B O S T O N, April 11 -- Whether one smokes pot or not, the notion of the "munchies" is part of the almost-universal marijuana consciousness.

It's that insatiable desire to eat something, be it chocolate or potato chips, after smoking or eating food containing the drug.

Researchers now say that this strong desire to eat comes from natural chemicals in pot cannabinoids that are similar to chemicals in the human brain that help regulate body weight.

Cannabinoids Induce Hunger

The investigators say, in a study appearing in the current issue of Nature, cannabinoids are one of two key chemicals that help control hunger in the brain. Cannabinoids and the hormone leptin help regulate the body's supply of energy through the intake of food.

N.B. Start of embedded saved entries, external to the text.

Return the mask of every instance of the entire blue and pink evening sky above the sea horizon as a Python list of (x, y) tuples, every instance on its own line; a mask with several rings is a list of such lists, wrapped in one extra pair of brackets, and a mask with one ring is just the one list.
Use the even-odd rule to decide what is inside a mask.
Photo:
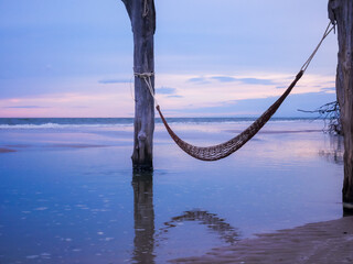
[[(167, 117), (257, 117), (328, 23), (327, 0), (154, 0), (156, 94)], [(120, 0), (0, 0), (0, 118), (133, 117)], [(336, 35), (276, 117), (335, 100)]]

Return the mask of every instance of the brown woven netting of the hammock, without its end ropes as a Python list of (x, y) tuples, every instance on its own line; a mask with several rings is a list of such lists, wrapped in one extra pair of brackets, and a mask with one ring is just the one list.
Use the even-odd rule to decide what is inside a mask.
[(201, 161), (207, 161), (207, 162), (217, 161), (239, 150), (267, 123), (267, 121), (274, 116), (274, 113), (277, 111), (280, 105), (285, 101), (285, 99), (290, 94), (290, 91), (296, 86), (296, 84), (298, 82), (298, 80), (301, 78), (302, 75), (303, 75), (303, 70), (300, 70), (296, 79), (290, 84), (290, 86), (287, 88), (284, 95), (280, 98), (278, 98), (277, 101), (274, 102), (274, 105), (270, 106), (256, 121), (254, 121), (253, 124), (250, 124), (246, 130), (244, 130), (237, 136), (218, 145), (195, 146), (181, 140), (174, 133), (174, 131), (169, 127), (165, 118), (163, 117), (160, 110), (160, 107), (157, 106), (156, 109), (158, 110), (168, 133), (174, 140), (174, 142), (180, 146), (181, 150), (183, 150), (189, 155)]

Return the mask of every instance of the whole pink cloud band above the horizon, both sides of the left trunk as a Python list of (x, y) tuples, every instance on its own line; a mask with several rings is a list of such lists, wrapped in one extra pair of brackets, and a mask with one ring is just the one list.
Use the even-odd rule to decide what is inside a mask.
[[(260, 110), (265, 109), (260, 109), (261, 102), (268, 102), (268, 107), (276, 98), (281, 96), (282, 90), (276, 89), (276, 87), (287, 87), (292, 80), (288, 80), (288, 76), (289, 74), (287, 73), (277, 72), (247, 72), (246, 75), (237, 73), (237, 76), (222, 73), (212, 75), (160, 74), (156, 79), (157, 99), (161, 107), (165, 108), (168, 111), (173, 111), (172, 114), (174, 117), (181, 117), (186, 113), (190, 117), (193, 113), (204, 117), (215, 114), (227, 116), (227, 113), (256, 116), (261, 112)], [(199, 80), (201, 81), (208, 81), (208, 84), (189, 81), (195, 77), (199, 77)], [(215, 79), (213, 77), (222, 78)], [(231, 81), (232, 79), (226, 77), (232, 77), (237, 80)], [(291, 77), (293, 78), (293, 76)], [(55, 94), (24, 94), (22, 96), (2, 99), (0, 97), (0, 109), (2, 109), (0, 111), (0, 117), (131, 117), (135, 109), (135, 102), (131, 98), (130, 86), (127, 84), (101, 85), (101, 89), (97, 90), (98, 79), (107, 80), (108, 78), (104, 76), (93, 76), (89, 79), (77, 79), (75, 82), (68, 80), (58, 84), (55, 82), (53, 89), (58, 87), (57, 90), (55, 89)], [(243, 82), (254, 82), (254, 79), (270, 80), (276, 85), (267, 86)], [(292, 95), (321, 92), (332, 99), (335, 97), (333, 90), (328, 89), (323, 91), (321, 89), (332, 88), (333, 85), (330, 81), (333, 79), (334, 76), (332, 75), (308, 74), (293, 89)], [(75, 90), (78, 86), (85, 87), (86, 89), (78, 92)], [(61, 87), (65, 87), (65, 90), (69, 89), (71, 92), (63, 92), (60, 89)], [(314, 97), (301, 97), (300, 99), (302, 102), (300, 101), (300, 105), (296, 102), (296, 106), (289, 97), (284, 105), (289, 103), (295, 106), (290, 113), (295, 113), (297, 108), (311, 109), (315, 106), (321, 106), (321, 102), (322, 105), (325, 102), (325, 100), (319, 100), (320, 95), (315, 95)], [(266, 98), (271, 99), (266, 101)], [(308, 106), (303, 106), (303, 102), (308, 102)], [(249, 106), (250, 103), (254, 103), (255, 106)], [(40, 106), (43, 109), (33, 108), (35, 106)], [(6, 107), (13, 108), (4, 109)], [(32, 107), (32, 109), (24, 107)]]

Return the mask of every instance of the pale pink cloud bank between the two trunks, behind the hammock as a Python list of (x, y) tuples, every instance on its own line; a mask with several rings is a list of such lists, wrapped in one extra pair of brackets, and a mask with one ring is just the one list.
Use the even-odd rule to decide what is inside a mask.
[[(290, 79), (288, 79), (289, 77)], [(235, 80), (232, 81), (232, 78)], [(157, 96), (160, 106), (171, 111), (170, 113), (173, 117), (184, 114), (211, 117), (227, 116), (228, 113), (257, 116), (266, 109), (260, 109), (261, 102), (264, 102), (264, 107), (265, 102), (267, 102), (267, 107), (270, 106), (282, 95), (284, 90), (279, 88), (286, 89), (293, 78), (292, 74), (278, 72), (247, 72), (246, 75), (242, 73), (237, 73), (237, 75), (160, 75), (157, 79), (157, 87), (175, 87), (175, 95), (182, 96), (182, 98), (173, 97), (175, 95)], [(292, 90), (292, 99), (286, 100), (281, 109), (285, 109), (287, 103), (296, 105), (290, 111), (285, 111), (289, 117), (290, 114), (297, 114), (297, 105), (298, 108), (301, 107), (302, 109), (310, 109), (310, 106), (318, 106), (321, 102), (323, 105), (324, 97), (330, 99), (334, 97), (334, 95), (331, 95), (334, 91), (321, 90), (323, 87), (332, 87), (330, 81), (333, 78), (332, 75), (307, 74)], [(202, 84), (202, 81), (208, 81), (208, 84)], [(310, 92), (314, 92), (315, 96), (310, 96)], [(297, 98), (296, 95), (308, 94), (309, 96), (300, 97), (301, 100), (308, 101), (308, 106), (303, 106), (304, 102), (301, 101), (293, 101), (293, 98)], [(250, 102), (259, 103), (259, 106), (252, 107), (248, 105)], [(284, 114), (284, 111), (281, 111), (281, 114)]]

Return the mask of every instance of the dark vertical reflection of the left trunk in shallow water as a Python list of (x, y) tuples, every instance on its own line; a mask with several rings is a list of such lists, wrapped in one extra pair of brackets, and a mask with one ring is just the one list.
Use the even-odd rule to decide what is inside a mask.
[(154, 263), (154, 209), (152, 174), (133, 175), (133, 261), (137, 263)]

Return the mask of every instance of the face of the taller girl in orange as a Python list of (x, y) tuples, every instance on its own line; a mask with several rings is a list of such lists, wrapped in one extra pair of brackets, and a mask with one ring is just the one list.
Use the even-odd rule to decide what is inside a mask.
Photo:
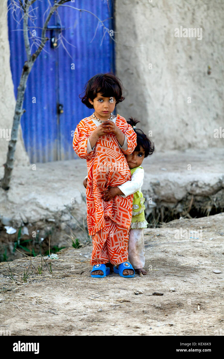
[(104, 97), (100, 92), (93, 101), (89, 98), (89, 102), (93, 105), (95, 110), (95, 116), (105, 120), (108, 119), (108, 115), (114, 111), (116, 100), (115, 97)]

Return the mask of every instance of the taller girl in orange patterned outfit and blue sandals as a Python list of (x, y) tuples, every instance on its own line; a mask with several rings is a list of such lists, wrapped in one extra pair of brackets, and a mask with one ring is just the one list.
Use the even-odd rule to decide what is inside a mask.
[(134, 270), (128, 259), (128, 235), (132, 220), (133, 195), (102, 199), (109, 186), (117, 187), (131, 180), (125, 154), (136, 148), (136, 133), (124, 117), (113, 116), (115, 104), (122, 102), (122, 85), (113, 74), (98, 74), (86, 84), (82, 103), (93, 108), (83, 118), (73, 137), (74, 151), (87, 161), (87, 225), (92, 236), (91, 276), (109, 274), (108, 262), (116, 265), (120, 276), (131, 278)]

"They have opposite effects," said Dr. George Kunos, science director at the National Institute of Alcohol Abuse and Alcoholism at the National Institutes of Health in Bethesda, Md., and one of the study's authors. "The cannabinoids make us hungry while the leptins make us satiated. As the concentration of one increases, the concentration of the other decreases."

Smoking marijuana adds more of the hunger-inducing cannabinoids to the already natural supply that exists in the brain. This increased supply leads to a heightened desire to eat, even when extra energy is not actually needed by the body.

Mice Designed to Not Get 'Munchies'

The researchers came to their conclusion using mice genetically engineered to lack the brain receptors for these natural cannabinoid molecules. Without the receptors, the molecules have nothing to attach to on the surface of brain cells and thus are unable to cause hunger.

"In the mice lacking the cannabinoid receptors, they ate less even though they had been given less food beforehand to make them naturally hungry," Kunos said. "This confirms the role these natural molecules play in hunger and body weight.

"This research is important because it shows a whole other component of food intake and body weight and may provide new targets in the brain for potential therapeutic intervention for such diseases as anorexia or obesity."